‘The Descendants’ another low-key masterpiece from Alexander Payne (Movie review)

I just got done reading Chuck Klosterman’s novel “The Visible Man,” which deals with the nature of reality. In a wider sense, all pop entertainment deals with the problem of reality, because fiction is the opposite of reality. Not just in the obvious sense of “made-up things vs. real things,” but in the sense that we consume fiction because it’s dramatic and defined, whereas life is confusing and chaotic.

And yet: Being realistic is a mark of a good story; you don’t want it to seem too story-like. But you also don’t want to be too obnoxiously artsy and boring. Alexander Payne — with “Election” (1999) and “About Schmidt” (2002) and even more so with “Sideways” (2004) and his long-overdue new movie “The Descendants” (2011) — has a knack for hitting that artistic sweet spot. I know his movies aren’t for everyone. I know some people will be bored by “The Descendants” and wonder “What’s the point of this story about a dad whose wife is in a coma?”

The point is that Payne does the little things well, and these are the very things I — and the writer-director’s many fans — revel in. He asks his actors to be a bit more naturalistic and understated than is the norm. He holds off on calling “cut” just a bit longer than is the norm. He holds an establishing shot just a bit more liberally than is the norm.

And he has a great, but understated, sense of humor. Not in the sense of jokes, but in the sense that he finds people’s everyday behavior funny and he knows how to re-create it. When an angry Matt (George Clooney) learns that his wife had been cheating on him, he runs in flip-flops over to a friends’ house to find out the name of the man she was seeing. There’s no narrative reason to show the transition scene, but here’s the thing: It’s funny to see an angry man running in flip-flops, even if we sympathize with him. No, especially if we sympathize with him.

The humor quotient isn’t quite as high as in “Sideways” (still Payne’s best movie), which features Paul Giamatti crazily dousing himself with a spit-bucket of wine and Thomas Hayden Church recounting being chased by ostriches while naked. But there are still a few seemingly random laughs that endear us to the characters. Several of them are keyed by Clooney’s reactions, or even just the idea that he has to react to something like his 10-year-old stuffing her swimsuit top with sand so she has “beach boobs.” Matt is completely in over his head dealing with his two daughters and his wife’s coma and overseeing his family’s land holdings. Like many Payne characters, he’s in a constant state of breakdown, yet he never actually breaks down, and we love him for that.

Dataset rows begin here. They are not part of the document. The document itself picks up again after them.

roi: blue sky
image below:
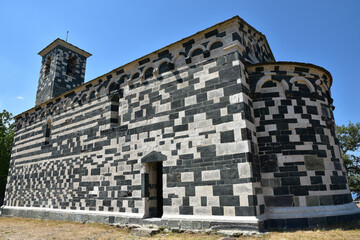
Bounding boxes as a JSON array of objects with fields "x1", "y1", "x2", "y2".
[{"x1": 0, "y1": 0, "x2": 359, "y2": 126}]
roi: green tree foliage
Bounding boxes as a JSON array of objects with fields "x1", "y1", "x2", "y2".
[
  {"x1": 0, "y1": 109, "x2": 14, "y2": 202},
  {"x1": 337, "y1": 122, "x2": 360, "y2": 200}
]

A lot of critics have noted that the performance of Shailene Woodley, as Matt’s 17-year-old daughter Alex, is a remarkable step up from “The Secret Life of the American Teenager.” But here’s the thing: I bet it’s easier to give a good performance in a Payne movie than it is on a factory-produced TV series. His films are always filled with performances where you say “Wow, that performance was pretty good.” For example, Judy Greer plays the wife of the man (Matthew Lillard — also good!) who Matt’s wife was seeing, and I thought, “Wow, Judy Greer is quite good in this” — despite the fact that I had enjoyed her work in the past. Superstar actors also get absorbed into Payne’s movies, as is the case here with Clooney, Beau Bridges and Robert Forster to name a few.

It should be noted that “The Descendants” (based on a novel by Kaui Hart Hemmings that I intend to check out) takes place in Hawaii, and combining Payne’s loving directorial eye with the lush setting is blatantly unfair to every other movie that came out in 2011. Plenty of other movies and TV shows have been set in Hawaii yet it’s accentuated here because the backdrop contrasts strikingly with the characters’ pain, muting it somewhat but ultimately making it stand out for the viewer. (In a voiceover, Matt eloquently shoots down the notion that Hawaiians are happier: “Paradise? Paradise can go f— itself.”)

“The Descendants” isn’t necessarily new or surprising, but it has such a deft touch that I fell completely under it’s spell. If you enjoy seeing life turned into art with that now-classic Alexander Payne touch, I think you will too. Shame on Fox Searchlight for not giving it a nationwide release, but if you get a chance, search it out in your nearest big city.